20.相対
夜が更ける。
半壊した図書館から光源を確保することは叶わず空から降り注ぐ月灯りだけが視界を開いていた。
シャーリィは杖を右手に握り、壊れた図書館の正面入り口に立ち正面の林を睨みつけ敵を待ち構える。
まさか本当にアッシュの予想通り深夜まで襲ってこないとは。
いくら夜が犯罪を成功させやすいという時間帯とはいえ、ここまでセオリー通りに行動するのも不可解である。
それに学園側も後処理で忙しいのは分かるが全てを生徒三人に丸投げするのもどうかと思う。
警備の人間くらい配置しているかと思えば蓋を開ければ誰もいない状態。
警備員は普通の人間が多い。
魔法使い同士の戦いに巻き込まれる危険性があるのは分かるが、教師の一人くらい加勢してくれてもいいのではないだろうか。今のメンバーでも負ける気はしないが囮がいれば戦況に余裕が出る。
教師陣もそれを考え影に隠れていいとこ取りを狙っているのかもしれないが、今更ぼやいても仕方がない。
だが後ろにはキャロルが狙撃位置で待機している。援護狙撃があるだけでもかなりの牽制は出来るはず。
相手の出方次第であるが先行して各所に罠を張ってあるし、思惑がハマれば数分もかからず無力化出来る。

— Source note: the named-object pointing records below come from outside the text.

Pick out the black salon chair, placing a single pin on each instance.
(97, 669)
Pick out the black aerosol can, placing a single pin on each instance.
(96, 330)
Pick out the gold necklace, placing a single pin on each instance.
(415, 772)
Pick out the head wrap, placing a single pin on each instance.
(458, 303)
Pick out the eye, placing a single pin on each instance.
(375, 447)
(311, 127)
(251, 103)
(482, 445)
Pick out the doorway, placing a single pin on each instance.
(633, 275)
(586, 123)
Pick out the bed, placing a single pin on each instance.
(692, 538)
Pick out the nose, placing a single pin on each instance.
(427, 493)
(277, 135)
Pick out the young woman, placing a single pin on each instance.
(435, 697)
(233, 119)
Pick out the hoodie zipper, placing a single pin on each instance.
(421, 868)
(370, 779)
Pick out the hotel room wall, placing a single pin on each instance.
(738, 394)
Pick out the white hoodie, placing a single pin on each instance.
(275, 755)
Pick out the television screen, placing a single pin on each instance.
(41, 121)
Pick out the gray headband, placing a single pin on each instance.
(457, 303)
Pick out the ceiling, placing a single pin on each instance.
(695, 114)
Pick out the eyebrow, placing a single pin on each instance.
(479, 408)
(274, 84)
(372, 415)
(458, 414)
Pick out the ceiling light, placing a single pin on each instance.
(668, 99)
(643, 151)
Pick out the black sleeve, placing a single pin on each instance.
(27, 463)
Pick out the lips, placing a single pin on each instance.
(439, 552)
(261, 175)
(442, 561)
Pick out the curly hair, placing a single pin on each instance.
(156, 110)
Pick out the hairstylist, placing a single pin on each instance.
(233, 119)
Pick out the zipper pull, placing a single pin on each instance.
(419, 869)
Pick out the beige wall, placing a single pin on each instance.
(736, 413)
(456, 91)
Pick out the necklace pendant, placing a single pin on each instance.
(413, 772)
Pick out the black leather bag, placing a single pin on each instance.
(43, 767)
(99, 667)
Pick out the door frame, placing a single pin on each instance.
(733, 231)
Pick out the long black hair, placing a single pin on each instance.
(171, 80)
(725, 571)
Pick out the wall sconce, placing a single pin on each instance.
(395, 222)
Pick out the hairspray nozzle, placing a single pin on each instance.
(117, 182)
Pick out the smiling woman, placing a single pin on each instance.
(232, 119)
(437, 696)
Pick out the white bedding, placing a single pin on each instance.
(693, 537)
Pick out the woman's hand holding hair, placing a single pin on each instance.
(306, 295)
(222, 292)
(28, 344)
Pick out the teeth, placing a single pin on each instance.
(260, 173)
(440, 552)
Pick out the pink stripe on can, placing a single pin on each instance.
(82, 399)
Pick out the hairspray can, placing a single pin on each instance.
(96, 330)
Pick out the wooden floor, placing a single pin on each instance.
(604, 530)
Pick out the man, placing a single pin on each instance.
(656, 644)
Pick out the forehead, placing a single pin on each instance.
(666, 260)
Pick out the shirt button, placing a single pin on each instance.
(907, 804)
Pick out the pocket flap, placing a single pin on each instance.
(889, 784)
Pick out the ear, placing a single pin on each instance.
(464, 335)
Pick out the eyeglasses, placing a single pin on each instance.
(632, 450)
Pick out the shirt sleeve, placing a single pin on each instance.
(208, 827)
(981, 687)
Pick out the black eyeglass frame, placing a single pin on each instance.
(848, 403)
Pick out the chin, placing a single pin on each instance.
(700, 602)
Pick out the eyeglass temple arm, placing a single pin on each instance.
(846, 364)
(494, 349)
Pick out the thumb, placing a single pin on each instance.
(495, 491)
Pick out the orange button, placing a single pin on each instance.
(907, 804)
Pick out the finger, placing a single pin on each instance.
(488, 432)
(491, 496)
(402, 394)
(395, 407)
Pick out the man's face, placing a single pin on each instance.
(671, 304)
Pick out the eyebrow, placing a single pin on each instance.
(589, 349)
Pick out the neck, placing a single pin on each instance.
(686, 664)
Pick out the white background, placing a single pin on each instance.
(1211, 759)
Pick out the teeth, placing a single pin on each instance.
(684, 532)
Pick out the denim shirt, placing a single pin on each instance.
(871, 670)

控えている第二ラウンドに向けてどれだけ体力と魔力を残しておけるかが今回の鍵。
とはいえ実力者相手に手加減して勝てるとは思ってーーー。
(今何か動いた……?)
林の中に差し込む月あかりを何かが遮ったように見えた。
シャーリィは杖を眼前に構え臨戦体制を取ると、
「《氾濫する氷湖》!」
即座に遠距離攻撃魔法を発動した。
包丁ほどの大きさの切先を鋭くした無数の氷刃が目標一点目掛けて飛ばされる。
あれが敵であれば上等。それ以外であってもこの状況であそこにいる方が悪い。
先手必勝である。
再度林の中で黒い影が動く。
やはりピンポイント攻撃では標的に当てるのは難しいか。
(ならば次は広範囲で!)
シャーリィが杖を横になぎ払おうと腕を振りかぶったと同時、林から突風が吹き荒れた。
巻き上がる砂埃に目を細めた刹那。
月明かりが陰った。
「シャーリィ後ろに下がるのです!」
その声に釣られ反射的に後ろへ大きく下がった瞬間、巨大な質量も持つ何かが空から落ちてきた。
先程の突風とは比較にならないほどの風圧が衝撃としてシャーリィを襲う。
踏ん張りが効かず吹き飛ばされたシャーリィは数メートル地面を転がった。
鈍い痛みを感じながらもすぐに起き上がり視線を上に向ける。
「なによ……これ……」
目の前に立っていたのは液体のように表面が波打っている巨大な青い何か。大きさは五階建ての建物ほどもある。
頭部と思わしき部位にある赤い瞳のような物と目があっただけで体に警告を告げるかのような震えが走った。
これは間違いなく魔導書だ
ということはスティーブンが裏口に回っているということ。
事前に話し合っていた理想とする作戦が破綻した。
しかしシャーリィは薄く笑みを浮かべる。
それがどうした。
もともと作戦などあってないようなもの。
結局は自分がとどめを刺す作戦であったことは変わらない。先か後かの違いだけだ。
ならば誰にも邪魔されない今の状況の方がお得というもの。
シャーリィは口の端をペロリと舐めていくつもの行動手順を頭に浮かべる。
地に降り立ったこの魔導書はまだ動きを見せない。
ならば最も効率が良いと導き出せる行動は……。
(セオリー通り術者を潰す!)
決断と同時に魔導書の化物と並行に走り、林の中へと魔法を打ち込む。
「《空虚な氷手》!」
林へと水平に繰り出された氷手は木々を薙ぎ倒し視界を開く。
「……は?」
シャーリィはそこに立っていた人物に目を見開いて絶句した。